When used on the Result type, it operates similarly to the following code:

let file = match File::open(&path) {
    Ok(file) => file,
    Error(error) => return Error(),

This code returns a File object if File::open succeeds. If there is an error in it, then the main function returns with the std::io::Error that File::open may throw. When we use the ? operator, the function must return a Result with that Error type.

Reading Line-By-Line

Now that we have the plumbing to read the file, let's go through it line-by-line to solve the challenge. We will use the BufReader struct to do this. The struct implements a trait called BufRead and this trait has a method lines() which we can use to iterate through each line of the file. A trait in Rust is similar to interfaces in other languages. The interesting thing is that we need to call use std::io::BufRead to tell the compiler that we want to use this trait. Otherwise, it'll throw an error saying that the lines() method does not exist on the struct BufReader.

The reader.lines() call returns a Result<String, std::io::Error> type. To get the String value out of the result, we can, just like we did previously, use the ? operator. Note that the error type in Result<String, std::io::Error> is the same as the error type when we used the ? operator on the File::open call which is why we can use the ? operator here as well.

Now that we're able to read each line, we implement the logic to solve the challenge.
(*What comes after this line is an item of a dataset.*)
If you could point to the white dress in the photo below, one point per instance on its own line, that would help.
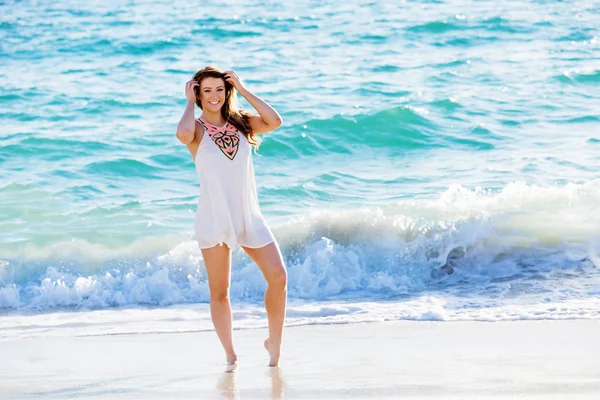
(228, 209)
I'm not going to talk too much about the logic as this post is intended to talk about Rust, not the challenge.

Converting a String to an i32

line.parse::<i32>() is a function you can use to convert a String to an i32. Its return type is Result<i32, ParseIntError>. I initially tried to pull the i32 out of the Result return type using the ? operator, but the compiler wouldn't let me. The reason is because, when using the ? operator, upon an error of the parse method, the main function would return with error ParseIntError. Right now, the main function is returning an error of type std::io::Error which is a different type from ParseIntError.

So, what is another way that we can pull the i32 out of the Result<i32, ParseIntError> type? Similar to what we discussed earlier, we can use the match keyword like so:

curr_sum += match line.parse::<i32>() {
    Ok(val) => val,
    Err(e) => panic!("Error trying to turn the string to an int"),

This snippet will return the i32 if it's able to convert the String to an i32. If not, it will panic!. What is a panic? A panic is an unrecoverable error that will cause the program to exit immediatly.A short-hand of the above match snippet is to use the unwrap method.


These are some of the interesting things I learned about Rust in the first challenge in Advent Of Code. I also learned a bunch about ownership, references, and borrowing which I'll save for a different post since those are much longer topics.